Swap redistribute.f90 with MPI_alltoall
The Barcelona team mentioned that the redistribution routines uses for the mirror term might be better performed using the MPI_alltoall library functions, rather than the routines in redistribute.f90. I don't actually have a feel for how much of an improvement we can get, but I do recall them saying that a good chunk of the redistribute time was actually latency, rather than transmission, so this change could be worth a shot.
Hi, I also investigated this problem on two different machines, one using omnipath and the other using ethernet as network. The later one is slower by a factor of roughly 3 to 5, even though benchmarks suggest that both networks are equal for moderate sized (0.25 MB) packages.
Is that for the redistribute.f90 routines or MPI_alltoall?
I did not try the standard MPI_alltoall since the slowing down appears within the procedure "c_redist_35" and the "c_redist_35" which from my point of view does something a little bit different than MPI_alltoall.
OK. I think the way the distribution function is chopped up, we would actually need to use MPI_alltoallv. I haven't much experience setting up an MPI_alltoallv myself... maybe I'll ping the Barcelona team to see if they had any more thoughts.
I've had similar suggestions from the Archer2 cse team for GS2 as well. It was also suggested that MPI_Neighbor_alltoall is the 'correct' approach for such patterns but that this is often implemented in a similar way to the code in redistribute.
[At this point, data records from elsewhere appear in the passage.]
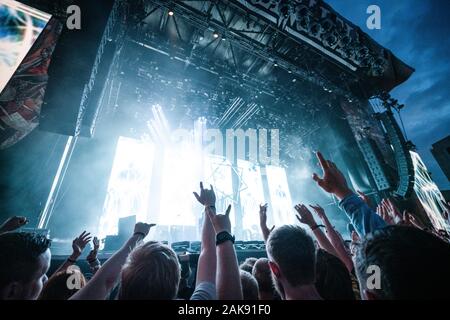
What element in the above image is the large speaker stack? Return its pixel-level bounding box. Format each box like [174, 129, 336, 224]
[377, 110, 414, 198]
[358, 138, 392, 191]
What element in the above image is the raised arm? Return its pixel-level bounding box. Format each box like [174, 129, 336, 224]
[50, 231, 92, 278]
[0, 216, 28, 234]
[86, 237, 102, 274]
[295, 204, 337, 256]
[194, 182, 217, 287]
[313, 152, 386, 237]
[310, 204, 353, 272]
[206, 205, 243, 300]
[70, 222, 155, 300]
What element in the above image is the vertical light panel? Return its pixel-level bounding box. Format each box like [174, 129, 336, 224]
[156, 145, 200, 226]
[266, 166, 295, 226]
[237, 159, 265, 240]
[98, 137, 155, 237]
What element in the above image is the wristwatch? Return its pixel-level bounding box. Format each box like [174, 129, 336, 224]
[216, 231, 235, 246]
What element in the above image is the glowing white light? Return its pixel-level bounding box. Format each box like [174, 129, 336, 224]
[156, 144, 200, 226]
[266, 166, 295, 226]
[237, 159, 265, 240]
[98, 137, 154, 237]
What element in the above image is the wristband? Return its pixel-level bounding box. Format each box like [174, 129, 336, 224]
[310, 224, 325, 231]
[216, 231, 235, 246]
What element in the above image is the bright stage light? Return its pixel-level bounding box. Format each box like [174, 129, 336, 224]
[98, 137, 154, 238]
[158, 144, 201, 226]
[266, 166, 296, 226]
[237, 159, 266, 240]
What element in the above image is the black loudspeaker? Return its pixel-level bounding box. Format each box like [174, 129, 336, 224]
[80, 41, 116, 138]
[40, 0, 117, 136]
[358, 138, 392, 191]
[377, 111, 414, 198]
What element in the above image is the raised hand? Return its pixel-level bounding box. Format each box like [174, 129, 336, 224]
[356, 190, 373, 208]
[134, 222, 156, 239]
[442, 201, 450, 223]
[403, 210, 426, 230]
[194, 182, 216, 207]
[376, 202, 394, 224]
[86, 237, 100, 262]
[0, 216, 28, 233]
[309, 204, 328, 221]
[313, 152, 352, 199]
[259, 203, 275, 241]
[294, 204, 316, 228]
[72, 231, 92, 258]
[381, 199, 403, 224]
[205, 205, 231, 234]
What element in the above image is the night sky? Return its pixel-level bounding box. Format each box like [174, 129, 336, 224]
[325, 0, 450, 189]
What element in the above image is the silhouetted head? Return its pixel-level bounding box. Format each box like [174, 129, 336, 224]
[0, 232, 51, 300]
[118, 241, 180, 300]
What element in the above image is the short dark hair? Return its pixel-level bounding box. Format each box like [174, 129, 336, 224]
[0, 232, 51, 287]
[316, 249, 356, 300]
[239, 270, 258, 300]
[39, 267, 86, 300]
[355, 226, 450, 300]
[118, 241, 180, 300]
[253, 258, 275, 293]
[266, 225, 316, 286]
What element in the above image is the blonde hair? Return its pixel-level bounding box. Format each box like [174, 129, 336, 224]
[118, 241, 181, 300]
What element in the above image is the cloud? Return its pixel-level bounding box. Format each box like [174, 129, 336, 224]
[326, 0, 450, 189]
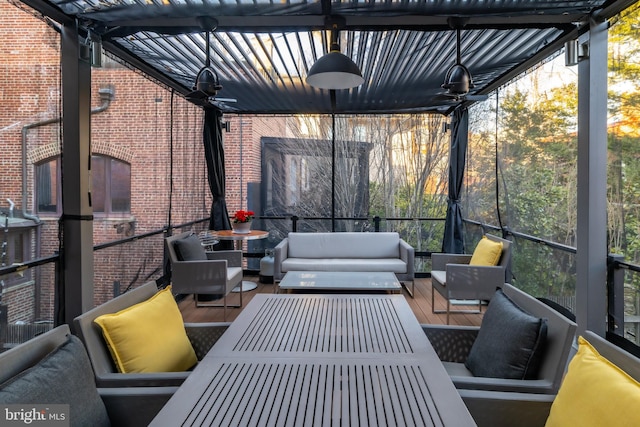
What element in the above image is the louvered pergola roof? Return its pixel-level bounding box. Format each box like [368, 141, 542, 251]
[22, 0, 634, 114]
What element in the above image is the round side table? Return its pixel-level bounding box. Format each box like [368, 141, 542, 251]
[216, 230, 269, 292]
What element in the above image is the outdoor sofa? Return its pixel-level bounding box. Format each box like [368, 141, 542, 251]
[422, 283, 577, 394]
[74, 281, 230, 387]
[273, 232, 414, 296]
[458, 331, 640, 427]
[0, 325, 170, 427]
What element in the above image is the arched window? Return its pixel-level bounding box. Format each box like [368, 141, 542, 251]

In GS2 the redistribute is often not a dense all to all (i.e. most processors only communicate with a small fraction of the others) if running on a sensible core count. In a pathological case where each processor talked with a large fraction of the others I found the code grinding to a halt with the default network backend on Archer2. Switching the backend to UCX improved this massively without slowing down other communications. Just mentioning here in case it is helpful.
UCX improved it a lot but the main problem is the size of the packages. A bunch of small packages is sent which is unefficient for most machines. I am also not sure if every processor needs the whole grid which would cut down the traffic by a lot.
I am also not sure if every processor needs the whole grid which would cut down the traffic by a lot.
This issue isn't probably where we want to discuss the domain decomposition of stella. That being said, what sort of decomposition did you have in mind?